When construction falls 3.9% in the second quarter it doesn’t make
a lot of sense to talk about building projects that won’t happen for five or
more years – things like Heathrow, garden cities and building in the greenbelt.
It makes more sense to concentrate on the many existing planning permissions
out there for “oven ready” developments that are good to go right now. Grant
Shapps has pointed
the way on what can be done
with his success in bringing forward the development of 22,600 homes in Kent. A
development that will provide 60,000 jobs and help get things going in the next
year. Meanwhile the Government is looking
at guarantees to help fund
stalled infrastructure and housing projects. The more we focus on what can be
done now, whether through Ministerial activism or (results based) Government
guarantees, the more we are likely to accelerate recovery.
But we mustn’t forget the role
business can play in accelerating growth. Businesses have £700
billion sitting on their balance sheets. The Office for Budget
Responsibility (OBR) had expected a 7.7% increase in business investment this
year which has been revised down to 0.7%. Investment in kit like new
manufacturing machinery or more modern computers would increase GDP on the one
hand and make us more competitive over the longer term on the other. The
investment of just 2% of the cash businesses are sitting on (£15 billion) would
mean a 1% boost to GDP. The ONS believes weak business investment is due to the
continuing Eurozone debt crisis and weak domestic growth. So it’s worth
thinking about what steps could be taken to overcome the nervousness business
has about investing — like generous time limited investment tax breaks.

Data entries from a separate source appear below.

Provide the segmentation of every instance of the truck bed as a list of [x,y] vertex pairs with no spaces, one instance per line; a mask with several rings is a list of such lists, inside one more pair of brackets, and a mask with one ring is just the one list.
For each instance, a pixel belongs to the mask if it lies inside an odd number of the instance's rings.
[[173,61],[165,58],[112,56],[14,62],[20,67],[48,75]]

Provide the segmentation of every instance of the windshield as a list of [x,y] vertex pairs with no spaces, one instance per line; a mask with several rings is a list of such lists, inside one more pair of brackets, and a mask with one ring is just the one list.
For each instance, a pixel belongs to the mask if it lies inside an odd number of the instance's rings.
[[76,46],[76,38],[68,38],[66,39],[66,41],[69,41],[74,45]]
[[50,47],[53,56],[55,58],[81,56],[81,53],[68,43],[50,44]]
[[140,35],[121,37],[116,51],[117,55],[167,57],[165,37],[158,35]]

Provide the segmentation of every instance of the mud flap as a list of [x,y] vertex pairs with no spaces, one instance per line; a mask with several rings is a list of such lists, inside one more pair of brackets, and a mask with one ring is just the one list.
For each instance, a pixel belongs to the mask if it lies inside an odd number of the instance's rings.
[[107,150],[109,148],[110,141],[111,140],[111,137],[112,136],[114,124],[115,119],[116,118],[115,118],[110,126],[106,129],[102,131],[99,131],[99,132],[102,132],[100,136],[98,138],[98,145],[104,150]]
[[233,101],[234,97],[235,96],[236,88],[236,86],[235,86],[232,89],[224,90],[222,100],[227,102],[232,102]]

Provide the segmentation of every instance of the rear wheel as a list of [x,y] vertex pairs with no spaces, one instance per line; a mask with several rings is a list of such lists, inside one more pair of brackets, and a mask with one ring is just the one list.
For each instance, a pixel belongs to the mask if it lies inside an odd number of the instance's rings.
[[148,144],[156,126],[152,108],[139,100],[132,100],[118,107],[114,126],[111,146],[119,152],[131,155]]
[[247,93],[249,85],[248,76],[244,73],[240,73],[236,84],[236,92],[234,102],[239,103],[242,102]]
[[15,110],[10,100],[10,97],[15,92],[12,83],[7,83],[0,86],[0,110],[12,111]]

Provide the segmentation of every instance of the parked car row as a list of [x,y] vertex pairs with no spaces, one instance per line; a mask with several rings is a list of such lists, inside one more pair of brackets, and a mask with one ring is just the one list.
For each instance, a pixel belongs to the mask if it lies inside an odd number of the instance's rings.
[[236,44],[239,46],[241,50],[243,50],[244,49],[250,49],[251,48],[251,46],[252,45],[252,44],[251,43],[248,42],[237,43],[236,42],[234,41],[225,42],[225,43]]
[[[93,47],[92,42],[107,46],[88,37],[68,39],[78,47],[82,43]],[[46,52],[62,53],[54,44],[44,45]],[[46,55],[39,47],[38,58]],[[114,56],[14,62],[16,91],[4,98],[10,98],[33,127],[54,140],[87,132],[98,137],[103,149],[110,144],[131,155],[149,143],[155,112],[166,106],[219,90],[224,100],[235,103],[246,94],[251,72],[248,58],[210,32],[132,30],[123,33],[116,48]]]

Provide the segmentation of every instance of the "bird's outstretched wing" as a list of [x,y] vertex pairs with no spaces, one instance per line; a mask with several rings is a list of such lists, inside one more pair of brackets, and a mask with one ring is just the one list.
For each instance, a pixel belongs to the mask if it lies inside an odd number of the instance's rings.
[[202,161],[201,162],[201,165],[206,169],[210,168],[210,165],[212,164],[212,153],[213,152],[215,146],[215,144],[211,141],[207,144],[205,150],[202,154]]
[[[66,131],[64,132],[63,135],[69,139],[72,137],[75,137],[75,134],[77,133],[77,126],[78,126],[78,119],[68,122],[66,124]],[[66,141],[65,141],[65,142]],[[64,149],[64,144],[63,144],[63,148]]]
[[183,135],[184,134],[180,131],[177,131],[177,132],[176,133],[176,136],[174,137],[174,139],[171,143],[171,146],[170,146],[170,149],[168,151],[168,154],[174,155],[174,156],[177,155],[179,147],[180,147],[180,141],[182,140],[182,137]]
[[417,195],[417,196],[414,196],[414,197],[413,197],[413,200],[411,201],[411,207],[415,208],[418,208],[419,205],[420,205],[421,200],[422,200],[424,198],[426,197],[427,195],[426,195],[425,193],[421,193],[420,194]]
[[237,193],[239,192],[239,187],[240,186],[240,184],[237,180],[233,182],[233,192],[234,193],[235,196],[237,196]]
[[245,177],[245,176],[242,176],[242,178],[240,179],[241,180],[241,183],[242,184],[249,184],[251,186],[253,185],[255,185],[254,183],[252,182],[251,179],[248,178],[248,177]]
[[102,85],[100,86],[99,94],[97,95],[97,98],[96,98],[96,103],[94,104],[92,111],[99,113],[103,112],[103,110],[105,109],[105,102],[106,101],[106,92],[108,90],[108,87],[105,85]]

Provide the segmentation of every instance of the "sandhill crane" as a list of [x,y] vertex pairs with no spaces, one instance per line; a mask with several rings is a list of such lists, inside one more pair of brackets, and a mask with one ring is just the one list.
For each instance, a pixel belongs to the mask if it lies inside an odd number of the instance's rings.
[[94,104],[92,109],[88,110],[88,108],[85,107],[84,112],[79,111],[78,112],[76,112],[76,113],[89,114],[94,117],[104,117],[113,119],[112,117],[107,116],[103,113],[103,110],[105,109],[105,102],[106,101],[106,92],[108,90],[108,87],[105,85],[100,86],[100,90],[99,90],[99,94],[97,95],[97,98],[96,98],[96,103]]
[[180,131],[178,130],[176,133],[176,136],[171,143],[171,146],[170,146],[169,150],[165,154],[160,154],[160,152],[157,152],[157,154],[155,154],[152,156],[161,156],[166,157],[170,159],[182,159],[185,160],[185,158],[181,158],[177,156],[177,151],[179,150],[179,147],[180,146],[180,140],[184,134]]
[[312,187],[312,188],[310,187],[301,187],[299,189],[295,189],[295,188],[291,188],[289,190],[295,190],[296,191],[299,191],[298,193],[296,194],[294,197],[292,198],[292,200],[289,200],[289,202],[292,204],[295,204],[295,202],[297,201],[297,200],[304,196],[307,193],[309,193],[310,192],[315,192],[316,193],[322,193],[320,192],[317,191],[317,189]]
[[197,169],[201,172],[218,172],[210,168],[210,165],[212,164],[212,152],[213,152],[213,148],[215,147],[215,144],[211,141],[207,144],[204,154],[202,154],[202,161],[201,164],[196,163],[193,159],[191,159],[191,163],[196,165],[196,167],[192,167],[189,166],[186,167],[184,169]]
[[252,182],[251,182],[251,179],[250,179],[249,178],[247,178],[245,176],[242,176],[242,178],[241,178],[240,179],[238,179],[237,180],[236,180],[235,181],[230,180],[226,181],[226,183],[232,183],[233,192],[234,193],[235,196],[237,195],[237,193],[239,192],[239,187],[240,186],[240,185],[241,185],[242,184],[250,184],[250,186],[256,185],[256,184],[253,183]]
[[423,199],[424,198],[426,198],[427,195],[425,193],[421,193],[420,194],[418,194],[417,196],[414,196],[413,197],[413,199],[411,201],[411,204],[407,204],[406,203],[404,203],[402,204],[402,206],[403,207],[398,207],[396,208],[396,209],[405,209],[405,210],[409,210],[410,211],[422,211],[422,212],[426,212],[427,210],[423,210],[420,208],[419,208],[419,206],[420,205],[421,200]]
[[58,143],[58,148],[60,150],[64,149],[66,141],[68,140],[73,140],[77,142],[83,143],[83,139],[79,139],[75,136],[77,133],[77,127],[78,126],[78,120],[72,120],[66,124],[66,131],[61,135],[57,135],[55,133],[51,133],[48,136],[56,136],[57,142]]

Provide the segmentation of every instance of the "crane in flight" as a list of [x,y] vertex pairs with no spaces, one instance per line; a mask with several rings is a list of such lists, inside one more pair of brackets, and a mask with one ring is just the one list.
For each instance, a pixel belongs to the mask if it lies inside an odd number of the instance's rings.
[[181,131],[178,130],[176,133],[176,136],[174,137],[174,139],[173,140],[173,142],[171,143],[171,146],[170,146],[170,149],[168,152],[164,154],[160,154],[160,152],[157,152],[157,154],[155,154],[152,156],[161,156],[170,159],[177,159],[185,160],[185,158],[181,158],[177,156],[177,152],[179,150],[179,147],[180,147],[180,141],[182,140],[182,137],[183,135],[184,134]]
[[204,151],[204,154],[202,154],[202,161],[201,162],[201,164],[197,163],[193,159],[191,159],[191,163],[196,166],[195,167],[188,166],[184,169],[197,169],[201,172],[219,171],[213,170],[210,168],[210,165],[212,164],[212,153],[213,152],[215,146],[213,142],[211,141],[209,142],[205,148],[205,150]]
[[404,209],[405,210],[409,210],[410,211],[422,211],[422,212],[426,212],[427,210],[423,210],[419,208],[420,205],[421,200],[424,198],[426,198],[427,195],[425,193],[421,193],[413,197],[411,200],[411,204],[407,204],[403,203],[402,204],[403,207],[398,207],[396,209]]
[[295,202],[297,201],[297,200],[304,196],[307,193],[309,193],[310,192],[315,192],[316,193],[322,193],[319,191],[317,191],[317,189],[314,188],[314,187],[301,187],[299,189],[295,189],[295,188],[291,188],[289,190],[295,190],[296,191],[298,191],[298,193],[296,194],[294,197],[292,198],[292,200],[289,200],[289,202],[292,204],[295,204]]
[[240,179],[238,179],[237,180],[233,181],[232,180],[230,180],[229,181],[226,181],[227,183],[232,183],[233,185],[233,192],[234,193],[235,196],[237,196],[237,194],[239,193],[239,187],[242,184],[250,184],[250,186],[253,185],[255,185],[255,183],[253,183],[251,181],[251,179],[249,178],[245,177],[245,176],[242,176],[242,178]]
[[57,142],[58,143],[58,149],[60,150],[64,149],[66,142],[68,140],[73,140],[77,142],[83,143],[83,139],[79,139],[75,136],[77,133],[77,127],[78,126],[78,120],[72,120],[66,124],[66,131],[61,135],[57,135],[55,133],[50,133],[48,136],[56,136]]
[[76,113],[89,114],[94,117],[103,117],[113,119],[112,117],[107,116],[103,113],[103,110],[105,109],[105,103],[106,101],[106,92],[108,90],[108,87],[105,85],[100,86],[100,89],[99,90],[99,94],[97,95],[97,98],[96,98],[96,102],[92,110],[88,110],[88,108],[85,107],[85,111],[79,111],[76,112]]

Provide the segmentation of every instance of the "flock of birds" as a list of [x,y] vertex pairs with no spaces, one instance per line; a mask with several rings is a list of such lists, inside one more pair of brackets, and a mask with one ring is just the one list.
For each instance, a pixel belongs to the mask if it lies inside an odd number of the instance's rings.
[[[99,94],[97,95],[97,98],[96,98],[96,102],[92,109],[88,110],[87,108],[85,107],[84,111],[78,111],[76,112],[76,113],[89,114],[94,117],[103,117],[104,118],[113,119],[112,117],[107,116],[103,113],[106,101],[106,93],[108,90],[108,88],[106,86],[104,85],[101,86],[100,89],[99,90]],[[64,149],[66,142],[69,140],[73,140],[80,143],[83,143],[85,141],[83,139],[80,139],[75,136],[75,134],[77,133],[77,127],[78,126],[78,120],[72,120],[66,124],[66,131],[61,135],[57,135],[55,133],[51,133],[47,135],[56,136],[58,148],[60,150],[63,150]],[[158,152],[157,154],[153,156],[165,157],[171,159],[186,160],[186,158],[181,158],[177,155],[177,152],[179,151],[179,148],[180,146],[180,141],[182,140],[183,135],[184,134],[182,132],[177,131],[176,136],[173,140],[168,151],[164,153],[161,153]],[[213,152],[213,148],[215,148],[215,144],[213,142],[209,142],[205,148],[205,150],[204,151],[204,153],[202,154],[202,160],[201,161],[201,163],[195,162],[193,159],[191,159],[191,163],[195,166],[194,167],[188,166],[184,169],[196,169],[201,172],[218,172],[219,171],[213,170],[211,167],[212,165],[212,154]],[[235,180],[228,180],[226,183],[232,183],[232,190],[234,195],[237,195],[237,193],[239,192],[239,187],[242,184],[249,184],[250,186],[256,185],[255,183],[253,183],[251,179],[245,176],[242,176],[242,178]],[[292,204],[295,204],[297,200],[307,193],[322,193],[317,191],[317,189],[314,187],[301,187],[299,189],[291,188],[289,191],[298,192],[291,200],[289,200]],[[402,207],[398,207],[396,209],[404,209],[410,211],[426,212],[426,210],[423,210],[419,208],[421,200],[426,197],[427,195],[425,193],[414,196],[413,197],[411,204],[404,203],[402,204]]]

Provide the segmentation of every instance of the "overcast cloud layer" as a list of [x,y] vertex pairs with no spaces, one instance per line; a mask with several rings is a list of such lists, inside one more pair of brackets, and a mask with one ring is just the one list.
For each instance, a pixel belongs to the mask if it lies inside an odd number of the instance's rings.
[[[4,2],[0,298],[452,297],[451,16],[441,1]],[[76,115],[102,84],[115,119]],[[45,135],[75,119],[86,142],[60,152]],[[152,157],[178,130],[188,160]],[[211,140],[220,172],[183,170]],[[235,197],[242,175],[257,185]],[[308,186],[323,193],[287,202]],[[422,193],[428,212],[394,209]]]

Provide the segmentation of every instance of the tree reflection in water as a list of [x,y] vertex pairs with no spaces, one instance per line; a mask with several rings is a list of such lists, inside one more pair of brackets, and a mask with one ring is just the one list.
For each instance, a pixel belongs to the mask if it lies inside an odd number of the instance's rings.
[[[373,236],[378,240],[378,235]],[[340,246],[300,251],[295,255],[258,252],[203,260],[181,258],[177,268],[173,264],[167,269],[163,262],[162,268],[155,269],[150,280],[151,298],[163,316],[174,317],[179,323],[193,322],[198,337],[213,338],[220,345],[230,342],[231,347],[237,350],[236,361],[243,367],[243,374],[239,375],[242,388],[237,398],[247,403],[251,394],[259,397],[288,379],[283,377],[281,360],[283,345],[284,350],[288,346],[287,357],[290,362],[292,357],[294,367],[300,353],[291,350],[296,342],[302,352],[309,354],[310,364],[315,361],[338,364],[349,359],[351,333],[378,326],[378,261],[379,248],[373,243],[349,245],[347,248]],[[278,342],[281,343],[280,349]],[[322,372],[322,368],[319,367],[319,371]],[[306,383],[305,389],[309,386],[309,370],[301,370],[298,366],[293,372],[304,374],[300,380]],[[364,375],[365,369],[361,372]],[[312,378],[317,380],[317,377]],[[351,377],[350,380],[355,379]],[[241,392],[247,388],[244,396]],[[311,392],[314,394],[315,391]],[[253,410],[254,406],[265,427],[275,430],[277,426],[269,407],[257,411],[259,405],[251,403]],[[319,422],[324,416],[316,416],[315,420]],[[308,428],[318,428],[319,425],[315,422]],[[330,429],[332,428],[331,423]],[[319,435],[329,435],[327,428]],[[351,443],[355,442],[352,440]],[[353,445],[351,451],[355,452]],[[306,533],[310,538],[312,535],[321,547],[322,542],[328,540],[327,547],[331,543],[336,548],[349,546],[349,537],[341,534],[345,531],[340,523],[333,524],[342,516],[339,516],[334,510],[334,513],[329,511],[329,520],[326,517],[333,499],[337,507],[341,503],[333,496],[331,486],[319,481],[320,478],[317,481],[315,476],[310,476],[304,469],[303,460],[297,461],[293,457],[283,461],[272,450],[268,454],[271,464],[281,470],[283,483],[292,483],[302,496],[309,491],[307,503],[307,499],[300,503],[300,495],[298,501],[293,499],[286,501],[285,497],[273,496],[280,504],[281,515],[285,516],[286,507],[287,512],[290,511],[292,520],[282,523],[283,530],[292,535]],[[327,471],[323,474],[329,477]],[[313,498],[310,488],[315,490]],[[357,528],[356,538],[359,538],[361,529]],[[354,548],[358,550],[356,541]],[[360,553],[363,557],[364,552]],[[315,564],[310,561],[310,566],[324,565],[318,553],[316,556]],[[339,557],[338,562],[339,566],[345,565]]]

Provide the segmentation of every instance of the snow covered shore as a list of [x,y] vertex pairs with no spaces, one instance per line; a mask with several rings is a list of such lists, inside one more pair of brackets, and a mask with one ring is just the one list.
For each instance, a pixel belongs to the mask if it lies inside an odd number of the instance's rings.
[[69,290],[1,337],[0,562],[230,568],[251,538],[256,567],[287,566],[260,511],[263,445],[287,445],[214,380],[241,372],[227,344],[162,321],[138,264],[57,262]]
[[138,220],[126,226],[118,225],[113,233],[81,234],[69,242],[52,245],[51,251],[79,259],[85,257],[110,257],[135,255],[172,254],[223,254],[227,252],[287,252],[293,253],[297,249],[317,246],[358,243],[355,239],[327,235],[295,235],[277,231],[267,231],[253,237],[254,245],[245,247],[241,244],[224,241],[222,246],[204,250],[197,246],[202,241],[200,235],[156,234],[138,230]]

Not every business is rolling in a
cash pile. Bank of England numbers show how many, particularly
smaller businesses, are struggling to borrow the money they need to grow.
To the frustration of all, the big banks have pocketed all that quantitative
easing to puff up their balance sheets and failed to increase business lending.
So we should consider setting up a form of industrial bank focussed on getting
growth capital to smaller businesses. It’s worth remembering that before it
became a private equity fund, 3i was the largest provider of growth capital to
unquoted companies in the 1950s and 1960s.
We are not powerless to act. Indeed the Government has
taken effective action to rebalance the economy, restore the credibility of the
nation’s finances and kept interest rates low. Given what’s happened in Europe
that’s no mean achievement. Things may be tough right now, but they won’t be
fixed by quailing in the face of the Euro mess or adding to Labour’s toxic
legacy of debt and economic failure. They’ll be fixed by keeping our eyes
focussed on what we can do in the here and now.